Let $n_{k}$ be such that $\sum_{k}E(|X_{n_{k}}|)<+\infty$,
In that case: $$E\left(\sum_{k}|X_{n_{k}}|\right)=\sum_{k}E(|X_{n_{k}}|)<+\infty$$ (monotone convergence)
Therefore, $\sum_{k}|X_{n_{k}}|<+\infty$ almost surely.
It follows that: $$\lim_{n\to+\infty}X_{n_{k}}=0$$ (as the general term of a convergent series).

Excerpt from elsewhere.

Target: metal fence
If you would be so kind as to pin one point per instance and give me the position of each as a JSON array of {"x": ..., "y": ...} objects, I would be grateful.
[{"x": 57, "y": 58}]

How is monotone convergence used to demonstrate that, for a sequence $n_k$ such that $\sum_{k}E(|X_{n_{k}}|) < +\infty$, we can conclude that $E(\sum_{k}|X_{n_{k}}|) = \sum_{k}E(|X_{n_{k}}|)$, and how does this imply that the series $\sum_{k}|X_{n_{k}}|$ converges almost surely, leading to the conclusion $\lim_{n\to+\infty}X_{n_{k}} = 0$?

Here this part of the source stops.